Utilities and examples to asssist in working with Cassandra and PySpark.
Currently contains an updated and much more robust example of using a
SparkContext's newAPIHadoopRDD
to read from and an RDD's saveAsNewAPIHadoopDataset
to write to Cassandra 2.1. Demonstrates usage of CQL collections:
lists,
sets and
maps.
Working on proper integration with the DataStax Cassandra Spark Connector.
You'll need Maven in order to build the uberjar required for the examples.
mvn clean package
Will create an uberjar at target/pyspark-cassandra-<version>-SNAPSHOT.jar
.
spark-submit --driver-class-path /path/to/pyspark-cassandra.jar myscript.py ...

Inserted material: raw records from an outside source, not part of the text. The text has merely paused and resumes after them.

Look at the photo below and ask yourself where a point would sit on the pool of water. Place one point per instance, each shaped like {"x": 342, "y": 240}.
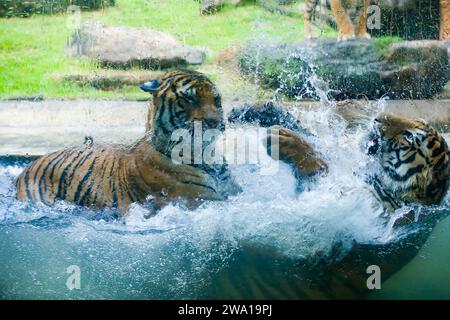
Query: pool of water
{"x": 248, "y": 247}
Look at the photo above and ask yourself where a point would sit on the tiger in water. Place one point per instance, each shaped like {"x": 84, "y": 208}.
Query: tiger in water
{"x": 414, "y": 169}
{"x": 413, "y": 156}
{"x": 116, "y": 176}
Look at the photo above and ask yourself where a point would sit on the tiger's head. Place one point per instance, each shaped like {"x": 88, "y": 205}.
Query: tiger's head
{"x": 414, "y": 160}
{"x": 180, "y": 99}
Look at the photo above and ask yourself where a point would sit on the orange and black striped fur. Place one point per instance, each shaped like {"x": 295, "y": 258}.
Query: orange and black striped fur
{"x": 349, "y": 26}
{"x": 414, "y": 164}
{"x": 414, "y": 159}
{"x": 116, "y": 176}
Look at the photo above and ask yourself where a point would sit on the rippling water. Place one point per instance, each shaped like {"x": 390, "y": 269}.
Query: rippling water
{"x": 179, "y": 253}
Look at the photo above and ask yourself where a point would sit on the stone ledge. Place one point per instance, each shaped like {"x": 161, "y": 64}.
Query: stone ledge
{"x": 36, "y": 128}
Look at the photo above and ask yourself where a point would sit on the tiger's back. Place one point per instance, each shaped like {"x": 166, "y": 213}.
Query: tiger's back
{"x": 92, "y": 176}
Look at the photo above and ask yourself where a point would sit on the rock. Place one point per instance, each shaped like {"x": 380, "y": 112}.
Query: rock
{"x": 408, "y": 19}
{"x": 353, "y": 69}
{"x": 350, "y": 69}
{"x": 125, "y": 47}
{"x": 416, "y": 69}
{"x": 21, "y": 8}
{"x": 109, "y": 80}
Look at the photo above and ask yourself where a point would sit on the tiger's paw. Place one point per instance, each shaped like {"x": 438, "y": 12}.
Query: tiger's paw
{"x": 287, "y": 146}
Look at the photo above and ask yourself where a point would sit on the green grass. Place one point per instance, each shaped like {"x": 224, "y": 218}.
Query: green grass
{"x": 32, "y": 49}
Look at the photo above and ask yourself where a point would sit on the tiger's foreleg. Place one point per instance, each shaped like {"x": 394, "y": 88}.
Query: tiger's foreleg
{"x": 345, "y": 26}
{"x": 361, "y": 22}
{"x": 294, "y": 150}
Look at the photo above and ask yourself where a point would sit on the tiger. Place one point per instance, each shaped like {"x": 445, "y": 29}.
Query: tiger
{"x": 414, "y": 169}
{"x": 116, "y": 176}
{"x": 349, "y": 25}
{"x": 413, "y": 156}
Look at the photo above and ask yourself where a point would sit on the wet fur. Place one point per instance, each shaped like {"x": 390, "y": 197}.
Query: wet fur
{"x": 116, "y": 176}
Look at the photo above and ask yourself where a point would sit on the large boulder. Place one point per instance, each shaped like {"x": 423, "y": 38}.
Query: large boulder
{"x": 352, "y": 69}
{"x": 416, "y": 69}
{"x": 409, "y": 19}
{"x": 125, "y": 47}
{"x": 25, "y": 8}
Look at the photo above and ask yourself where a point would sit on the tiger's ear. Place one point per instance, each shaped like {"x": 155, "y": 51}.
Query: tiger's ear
{"x": 151, "y": 86}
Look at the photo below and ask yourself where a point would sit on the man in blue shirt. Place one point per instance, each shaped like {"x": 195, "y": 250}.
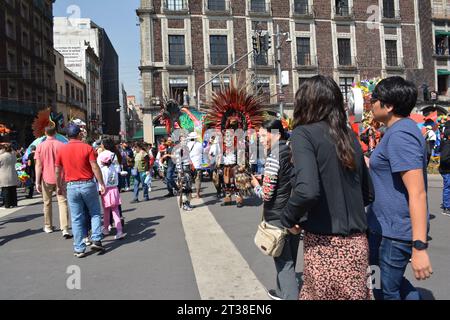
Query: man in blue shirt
{"x": 398, "y": 218}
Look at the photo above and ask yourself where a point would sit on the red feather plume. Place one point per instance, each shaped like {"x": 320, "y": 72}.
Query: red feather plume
{"x": 234, "y": 107}
{"x": 41, "y": 122}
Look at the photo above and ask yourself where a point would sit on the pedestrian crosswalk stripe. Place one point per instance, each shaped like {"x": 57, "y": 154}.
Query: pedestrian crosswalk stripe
{"x": 220, "y": 270}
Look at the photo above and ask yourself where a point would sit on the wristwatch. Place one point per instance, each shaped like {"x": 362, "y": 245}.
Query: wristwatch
{"x": 419, "y": 245}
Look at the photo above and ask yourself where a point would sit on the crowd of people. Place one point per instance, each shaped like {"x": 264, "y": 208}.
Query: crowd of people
{"x": 355, "y": 208}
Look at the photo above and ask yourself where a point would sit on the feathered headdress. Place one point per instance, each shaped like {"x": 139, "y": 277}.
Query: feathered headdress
{"x": 234, "y": 108}
{"x": 42, "y": 121}
{"x": 168, "y": 115}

pip install -r requirements.txt
Then run examples either directly with spark-submit
, or use the
run_script.py
utility.
The example can first create the schema it requires via:
./run_script.py src/main/python/pyspark_cassandra_hadoop_example.py init test
The init command initializes the keyspace, table and inserts sample data.
"test"
is the name of the keyspace. A users table will be created in
this keyspace with two sample users to enable reading.
Afterwards, you can run:
./run_script.py src/main/python/pyspark_cassandra_hadoop_example.py run test
Which runs a sample PySpark driver program that reads the existing values in
the users
table and then writes two new users to this table.